The path to healing
I took all my transgenerational - plus personal - traumas and went to a therapist, with whom we achieved such improvement in a year that he himself said that he thought I didn’t need to come anymore, only if I felt I needed it.
With reason
I grew up being the "problem child," just like my father once was. His sisters were polite, good students, and dad was a real "bad boy," the teachers' nightmare. I was labeled a dumb kid because I didn’t read well, wrote poorly, and had bad spelling.
In reality, my father was just hyperactive and should have been put in sports to burn off his excess energy because as a lively little boy, he couldn’t sit in a desk all day. For me, it’s clear that I’m not stupid, just dyslexic.
When my daughter first showed learning difficulties, I immediately took her to a specialist, where it turned out she has ADHD, but with proper attention, it was manageable to such an extent that she was admitted to law school. She didn’t grow up like me and my father, being labeled a failure and receiving no help.
Saying goodbye
I broke the family curse by getting divorced. My great-grandmother really didn’t have much opportunity for this, but my grandmother and especially my mother did, yet they chose to stay in unhappy marriages. I rather said goodbye to my lousy husband and now I am happy with a wonderful man.

Fanaticism
I left the "congregation" – which I think is more like a cult – and started living for myself, not for an invisible male figure who believes women are inferior to men.
The announcement
I announced that I wouldn’t be a surgeon – like everyone else in the family – but a veterinarian. Since then, I’ve been the black sheep of the family, but I don’t care; I love animals and want to help them.
Boundaries
At one Christmas gathering, I told my uncle that I was no longer willing to tolerate his rude, hurtful jokes and if he didn’t stop, I would take the kids and go home. Everyone fell silent because it was the first time a female family member dared to set boundaries.
The milk coffee
My son knocked over a cup of milk coffee and my husband and I said nothing, just cleaned it up. He wiped the table, and I changed the soaked shirt on the child. My sister, who watched the whole thing, went out to the garden. I followed her and asked what was wrong. With teary eyes, she said she was sorry and crying because at her place, after something like this, there would always be yelling and punishment, and how patiently and kindly my husband and I handled the situation. That’s when I knew I was doing something right by not raising my child the way I was raised.

The hamster wheel
Instead of working myself to death – like everyone in my family, where you can only earn recognition by working until you get sick – I took a year off and traveled.
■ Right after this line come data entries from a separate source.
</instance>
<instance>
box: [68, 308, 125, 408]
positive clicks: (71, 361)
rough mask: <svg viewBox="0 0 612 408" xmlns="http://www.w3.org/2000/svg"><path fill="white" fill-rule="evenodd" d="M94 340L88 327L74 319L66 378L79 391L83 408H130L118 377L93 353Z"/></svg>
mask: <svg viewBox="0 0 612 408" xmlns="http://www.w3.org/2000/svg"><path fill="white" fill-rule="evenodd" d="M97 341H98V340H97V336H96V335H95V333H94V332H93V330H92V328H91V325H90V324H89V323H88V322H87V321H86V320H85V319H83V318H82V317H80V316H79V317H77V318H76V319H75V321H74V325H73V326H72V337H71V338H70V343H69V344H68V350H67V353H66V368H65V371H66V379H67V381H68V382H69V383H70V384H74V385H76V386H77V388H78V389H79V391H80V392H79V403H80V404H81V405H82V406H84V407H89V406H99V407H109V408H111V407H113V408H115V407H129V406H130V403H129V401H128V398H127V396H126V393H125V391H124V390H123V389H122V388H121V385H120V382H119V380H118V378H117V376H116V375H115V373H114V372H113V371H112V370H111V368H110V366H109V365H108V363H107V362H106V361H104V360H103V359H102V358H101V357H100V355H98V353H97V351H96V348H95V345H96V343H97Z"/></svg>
When I announced this, my parents looked at me like I was crazy, and I just laughed.
Mental hygiene
Part of my family does not acknowledge their mental illnesses, while the other half boasts about bearing the suffering as martyrs, caused by depression, anxiety, and other – undiagnosed – disorders. I decided I didn’t want to live like that and went to a doctor. I received a diagnosis, effective antidepressant medication, and I feel better than I ever have in my life. It’s as if the world had been black and white until now and is now colorful.
The appearance
I was fed up with family gatherings full of unspoken resentment, sulking, overly sweet niceties, and palpable tension, so I decided not to celebrate Christmas with them. This was unheard of because no one had dared not to come before. My tyrant grandmother, hateful aunt, and strict mother told me that if I didn’t go now, I would never be allowed again, and I replied that thank God, then I could have peaceful Christmases from now on.